Argument Generation by Students
- Sampson, V., & Clark, D. B. (2008). Assessment of the ways students generate arguments in science education: Current perspectives and recommendations for future directions. Science education, 92(3), 447-472.
- Being able to provide a reasoned argument to support a claim is critical in science and science education. In this review, Sampson and Clark compared several different frameworks that researchers use to determine the quality of a student’s argument. The same argument could receive a different ranking of quality depending on the framework used to make the assessment since each framework has a different focus. They looked at two domain-general frameworks and four domain-specific frameworks. Some of the frameworks emphasized structure while others emphasized content, deductive validity, conceptual features and more. Each framework offers a unique approach of assessing the quality of an argument, but Sampson and Clark conclude that researchers should work to develop a framework that will take a holistic approach.

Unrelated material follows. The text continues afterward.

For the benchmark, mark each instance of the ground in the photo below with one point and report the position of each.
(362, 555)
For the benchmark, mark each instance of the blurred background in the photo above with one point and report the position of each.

- Woolley, J. S., Deal, A. M., Green, J., Hathenbruck, F., Kurtz, S. A., Park, T. K., … & Jensen, J. L. (2018). Undergraduate students demonstrate common false scientific reasoning strategies. Thinking skills and creativity, 27, 101-113
- In order to understand the common errors in scientific reasoning made by undergraduate students, Woolley et al (2018) distributed an 80 question test assessing 9 scientific reasoning skills to undergraduates at 2 universities. Student responses were coded for errors (false strategies), and a small proportion of the students participated in follow up interviews. Woolley et al. (2018) identified systematic false strategies made by the undergraduates for each of the 9 scientific reasoning skills. The common use of these false strategies results in difficulty with STEM courses as students are required to apply the scientific reasoning skills in these courses.
Data Visualization
- Franconeri, S., Hullman, J., Padilla, L., Shah, P., & Zacks, J. (2021). The science of visual data communication: What works. Psychological Science in the Public Interest, 22, 110-161. https://doi.org/10.1177/15291006211051956
- Data visualizations can be highly effective at communicating key information, so long as they are designed properly. Franconeri et al. (2021) condensed the large literature about data visualizations and comprehension into their literature review. The research team then used the findings from the scientific literature to develop a set of guidelines for creating effective visuals. Some of these guidelines include avoiding the use of graphical illusions that can convey incorrect information about the data, avoiding overwhelming the viewer’s working memory capacity, and recognizing that individuals are faster at identifying broad patterns versus making specific comparisons.